The analysis added that some of the excess savings can be attributed to a lack of opportunity to spend during the pandemic, which we argue would add at least something to the potential for increased spending financed by a drawdown of those savings.

This, however, leads to the unequal nature of the pandemic and the authors’ third point regarding the pandemic’s particular impact on the service sector.

Excess savings are unlikely to unleash pent-up demand for services.

Note first that the authors said, “This conclusion does not rule out a strong economic recovery from the virus shock. It only implies that spending out of excess savings won’t be one of its major drivers.”

The authors contended that the propensity for spending has not changed dramatically over the course of the pandemic, and that consumer spending of benefits during the recession last year was much the same as during the 2008 financial crisis-induced Great Recession.

Final thoughts

The service sector will have suffered unrecoverable losses of income and employment disruptions that are likely to continue after the pandemic subsides. Yes, we will begin going to our favorite restaurant for a meal, but that won’t fully compensate waiters for lost tips over the past year. And your one visit to your hair stylist cannot make up for the 12 months of foregone or makeshift haircuts.

We would also add that although the advent of online shopping has allowed households to maintain spending levels, it’s just not going to the same businesses. The damage to small businesses is substantial, and it could take a while for small businesses’ investments to catch up with the public’s desire to shop at a neighborhood store.

As the authors write, “The end of the pandemic in itself is unlikely to turn them from savers to immediate spenders.”

Yes, precautionary savings is likely to continue for a while, but that does not diminish the likelihood of a burst of spending, especially when vaccination coverage nears completion.

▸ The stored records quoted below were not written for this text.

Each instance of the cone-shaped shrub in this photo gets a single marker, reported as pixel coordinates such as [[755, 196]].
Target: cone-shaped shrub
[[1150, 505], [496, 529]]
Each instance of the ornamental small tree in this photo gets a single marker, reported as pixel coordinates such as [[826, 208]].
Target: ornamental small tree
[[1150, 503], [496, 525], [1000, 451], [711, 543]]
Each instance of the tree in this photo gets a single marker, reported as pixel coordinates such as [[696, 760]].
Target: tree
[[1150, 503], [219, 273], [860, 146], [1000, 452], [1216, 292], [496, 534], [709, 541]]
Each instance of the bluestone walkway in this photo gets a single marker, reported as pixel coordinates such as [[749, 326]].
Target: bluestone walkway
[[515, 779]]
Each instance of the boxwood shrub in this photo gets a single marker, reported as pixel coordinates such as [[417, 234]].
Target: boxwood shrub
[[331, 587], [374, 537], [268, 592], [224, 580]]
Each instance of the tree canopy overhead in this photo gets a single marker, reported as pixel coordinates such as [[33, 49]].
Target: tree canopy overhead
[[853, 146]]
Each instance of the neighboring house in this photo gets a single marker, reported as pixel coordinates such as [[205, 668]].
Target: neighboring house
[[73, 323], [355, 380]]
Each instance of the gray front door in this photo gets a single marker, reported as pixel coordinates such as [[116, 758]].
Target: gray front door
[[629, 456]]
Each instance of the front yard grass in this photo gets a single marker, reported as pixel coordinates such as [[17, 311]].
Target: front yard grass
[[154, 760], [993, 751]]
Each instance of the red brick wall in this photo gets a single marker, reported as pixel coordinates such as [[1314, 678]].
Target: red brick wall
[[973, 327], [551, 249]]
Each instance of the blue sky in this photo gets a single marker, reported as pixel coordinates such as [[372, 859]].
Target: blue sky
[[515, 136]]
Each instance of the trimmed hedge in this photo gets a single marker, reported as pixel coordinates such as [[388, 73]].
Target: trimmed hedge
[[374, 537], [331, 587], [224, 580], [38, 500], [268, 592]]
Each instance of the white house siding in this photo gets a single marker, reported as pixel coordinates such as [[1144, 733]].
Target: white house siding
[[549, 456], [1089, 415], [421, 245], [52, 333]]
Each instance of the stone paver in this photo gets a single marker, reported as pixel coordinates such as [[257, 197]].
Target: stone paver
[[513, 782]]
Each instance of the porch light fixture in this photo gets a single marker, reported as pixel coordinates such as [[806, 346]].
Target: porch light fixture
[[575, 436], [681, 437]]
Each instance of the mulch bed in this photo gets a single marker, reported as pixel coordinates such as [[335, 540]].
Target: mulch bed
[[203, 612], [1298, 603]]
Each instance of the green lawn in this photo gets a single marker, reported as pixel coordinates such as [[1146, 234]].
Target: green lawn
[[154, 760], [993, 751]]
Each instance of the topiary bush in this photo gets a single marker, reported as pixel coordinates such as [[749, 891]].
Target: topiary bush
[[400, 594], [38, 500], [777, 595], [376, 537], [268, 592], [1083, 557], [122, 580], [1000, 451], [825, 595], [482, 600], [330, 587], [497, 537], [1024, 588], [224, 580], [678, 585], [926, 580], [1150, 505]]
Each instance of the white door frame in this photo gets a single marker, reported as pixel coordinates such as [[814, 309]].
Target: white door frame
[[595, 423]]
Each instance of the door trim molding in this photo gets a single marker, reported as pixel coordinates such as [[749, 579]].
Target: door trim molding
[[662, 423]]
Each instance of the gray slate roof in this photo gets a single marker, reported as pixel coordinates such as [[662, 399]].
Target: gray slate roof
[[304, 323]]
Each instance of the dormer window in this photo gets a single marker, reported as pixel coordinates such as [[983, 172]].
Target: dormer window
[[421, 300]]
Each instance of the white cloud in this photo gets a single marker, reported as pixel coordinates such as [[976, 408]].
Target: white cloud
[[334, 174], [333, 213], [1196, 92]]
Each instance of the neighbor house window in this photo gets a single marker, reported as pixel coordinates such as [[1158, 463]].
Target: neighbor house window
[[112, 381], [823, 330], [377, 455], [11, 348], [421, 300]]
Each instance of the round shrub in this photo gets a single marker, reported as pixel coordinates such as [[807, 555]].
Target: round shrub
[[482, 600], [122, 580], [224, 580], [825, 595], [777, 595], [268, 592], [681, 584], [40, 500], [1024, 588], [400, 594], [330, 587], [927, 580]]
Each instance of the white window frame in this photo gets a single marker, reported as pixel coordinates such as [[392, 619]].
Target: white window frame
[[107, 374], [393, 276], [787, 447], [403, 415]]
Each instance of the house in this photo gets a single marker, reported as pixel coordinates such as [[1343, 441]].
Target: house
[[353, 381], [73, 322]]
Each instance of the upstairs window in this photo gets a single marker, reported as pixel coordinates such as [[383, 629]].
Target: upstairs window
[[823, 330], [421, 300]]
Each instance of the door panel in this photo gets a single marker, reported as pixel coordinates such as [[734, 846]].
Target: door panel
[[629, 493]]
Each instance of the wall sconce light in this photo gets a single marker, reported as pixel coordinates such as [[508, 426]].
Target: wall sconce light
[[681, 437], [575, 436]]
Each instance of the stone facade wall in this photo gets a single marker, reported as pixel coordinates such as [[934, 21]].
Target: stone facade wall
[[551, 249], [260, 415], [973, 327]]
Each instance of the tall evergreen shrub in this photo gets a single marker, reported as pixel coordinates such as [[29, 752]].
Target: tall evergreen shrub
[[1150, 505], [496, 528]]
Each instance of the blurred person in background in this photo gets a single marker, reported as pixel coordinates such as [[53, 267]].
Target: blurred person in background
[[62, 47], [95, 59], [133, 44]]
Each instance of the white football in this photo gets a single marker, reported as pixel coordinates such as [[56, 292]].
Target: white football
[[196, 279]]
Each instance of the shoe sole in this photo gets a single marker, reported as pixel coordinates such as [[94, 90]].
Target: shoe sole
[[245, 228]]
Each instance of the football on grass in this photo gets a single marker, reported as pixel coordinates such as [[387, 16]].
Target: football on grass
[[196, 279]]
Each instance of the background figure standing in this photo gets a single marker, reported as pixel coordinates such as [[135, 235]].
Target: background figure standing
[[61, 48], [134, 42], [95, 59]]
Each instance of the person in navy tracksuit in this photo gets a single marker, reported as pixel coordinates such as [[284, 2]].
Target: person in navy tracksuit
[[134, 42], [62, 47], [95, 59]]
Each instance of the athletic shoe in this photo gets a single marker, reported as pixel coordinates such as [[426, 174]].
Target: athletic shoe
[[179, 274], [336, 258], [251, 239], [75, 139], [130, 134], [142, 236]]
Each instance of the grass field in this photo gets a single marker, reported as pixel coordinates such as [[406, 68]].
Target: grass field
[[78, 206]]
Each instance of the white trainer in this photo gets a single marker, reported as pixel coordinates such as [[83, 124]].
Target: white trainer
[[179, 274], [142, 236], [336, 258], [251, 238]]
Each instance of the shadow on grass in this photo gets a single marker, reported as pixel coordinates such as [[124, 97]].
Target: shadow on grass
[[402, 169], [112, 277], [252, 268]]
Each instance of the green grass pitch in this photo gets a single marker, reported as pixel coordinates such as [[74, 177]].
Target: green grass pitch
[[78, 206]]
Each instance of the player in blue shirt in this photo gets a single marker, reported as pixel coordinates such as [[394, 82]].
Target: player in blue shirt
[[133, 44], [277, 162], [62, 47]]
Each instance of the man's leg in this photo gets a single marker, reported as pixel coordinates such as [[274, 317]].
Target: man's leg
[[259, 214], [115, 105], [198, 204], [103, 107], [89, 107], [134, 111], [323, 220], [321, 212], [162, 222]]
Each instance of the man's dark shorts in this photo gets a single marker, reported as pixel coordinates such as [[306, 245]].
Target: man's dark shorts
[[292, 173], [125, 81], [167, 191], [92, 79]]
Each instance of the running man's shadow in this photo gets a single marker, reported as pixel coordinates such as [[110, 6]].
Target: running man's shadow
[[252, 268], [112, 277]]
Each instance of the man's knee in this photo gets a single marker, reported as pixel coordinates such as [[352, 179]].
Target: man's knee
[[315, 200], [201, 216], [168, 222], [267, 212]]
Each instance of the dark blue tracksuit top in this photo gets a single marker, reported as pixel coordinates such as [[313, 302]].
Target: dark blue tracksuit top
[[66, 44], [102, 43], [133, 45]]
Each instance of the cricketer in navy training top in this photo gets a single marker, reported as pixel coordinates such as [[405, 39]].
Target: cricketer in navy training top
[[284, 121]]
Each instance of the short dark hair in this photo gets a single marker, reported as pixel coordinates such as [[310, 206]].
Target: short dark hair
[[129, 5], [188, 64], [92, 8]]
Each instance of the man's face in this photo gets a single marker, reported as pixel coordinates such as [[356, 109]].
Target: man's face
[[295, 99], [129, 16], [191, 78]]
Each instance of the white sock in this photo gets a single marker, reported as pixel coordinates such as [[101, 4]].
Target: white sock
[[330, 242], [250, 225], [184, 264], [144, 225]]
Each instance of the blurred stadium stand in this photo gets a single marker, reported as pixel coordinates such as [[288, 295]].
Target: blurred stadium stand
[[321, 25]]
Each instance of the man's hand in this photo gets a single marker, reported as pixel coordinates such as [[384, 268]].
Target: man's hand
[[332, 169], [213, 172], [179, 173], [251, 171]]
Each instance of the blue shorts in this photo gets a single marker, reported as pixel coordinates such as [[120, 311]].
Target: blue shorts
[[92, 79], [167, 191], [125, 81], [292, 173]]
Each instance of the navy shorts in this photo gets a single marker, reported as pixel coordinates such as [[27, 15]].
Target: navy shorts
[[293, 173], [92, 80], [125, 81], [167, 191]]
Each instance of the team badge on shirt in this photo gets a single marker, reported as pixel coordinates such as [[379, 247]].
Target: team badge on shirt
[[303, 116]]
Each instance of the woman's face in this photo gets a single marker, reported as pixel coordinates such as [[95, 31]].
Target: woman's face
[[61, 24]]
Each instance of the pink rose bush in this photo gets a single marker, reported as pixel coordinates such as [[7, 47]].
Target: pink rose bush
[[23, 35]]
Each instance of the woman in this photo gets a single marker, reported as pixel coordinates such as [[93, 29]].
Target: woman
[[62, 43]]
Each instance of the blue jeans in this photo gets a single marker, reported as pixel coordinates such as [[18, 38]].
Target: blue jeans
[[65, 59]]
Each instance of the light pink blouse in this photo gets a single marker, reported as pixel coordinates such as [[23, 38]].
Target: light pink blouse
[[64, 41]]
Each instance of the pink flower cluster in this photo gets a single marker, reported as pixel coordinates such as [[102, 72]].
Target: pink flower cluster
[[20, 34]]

We would agree that the burst of spending might not come solely from the excess savings. Rather, we expect households to hold on to some of their savings until deeper into the recovery when employment is more secure and wages begin to rise on a sustained basis. The burst of spending will arise from an all-of-the-above combination of increased employment opportunities and government benefits, backed with the added security of accumulated savings.

In our assessment, the absence of financial hardship—afforded by government benefits—and the restoration of confidence in the government’s ability to respond to hardship will allow for a quicker recovery than prior shocks to the economy.